Sprawę bada między innymi policja. / Policja Żory
Sprawę bada między innymi policja. / Policja Żory

Wczoraj w nocy policjanci interweniowali na terenie jednej z firm produkcyjnych w Baranowicach, gdzie doszło do wypadku przy pracy. Jak wstępnie ustalili mundurowi, 39-latka doznała obrażeń podczas mycia maszyny. - Kiedy policjanci przybyli na miejsce, ranną kobietą zajmowali się już ratownicy medyczni.
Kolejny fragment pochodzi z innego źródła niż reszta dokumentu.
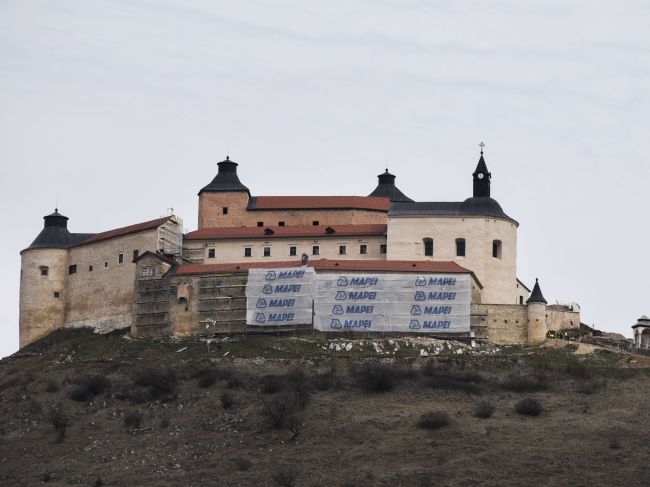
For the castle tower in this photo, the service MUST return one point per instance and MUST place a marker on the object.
(386, 188)
(222, 203)
(43, 277)
(536, 304)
Wcześniej jednak strażacy zmuszeni byli przeciąć maszynę, która wciągnęła jej lewe przedramię. Nagły krzyk pracownicy usłyszała jej koleżanka, która pierwsza ruszyła z pomocą i na miejsce wezwała służby ratownicze – informuje aspirant sztabowa Kamila Siedlarz, oficer prasowa komendy w Żorach. Sprawą obok śledczych zajmą się również inspektorzy Państwowej Inspekcji Pracy. Sprawdzą m.in., czy prace przebiegały zgodnie z przepisami i czy wypadek był tylko nieszczęśliwym zdarzeniem, czy też doszło do niego z powodu jakichś zaniedbań.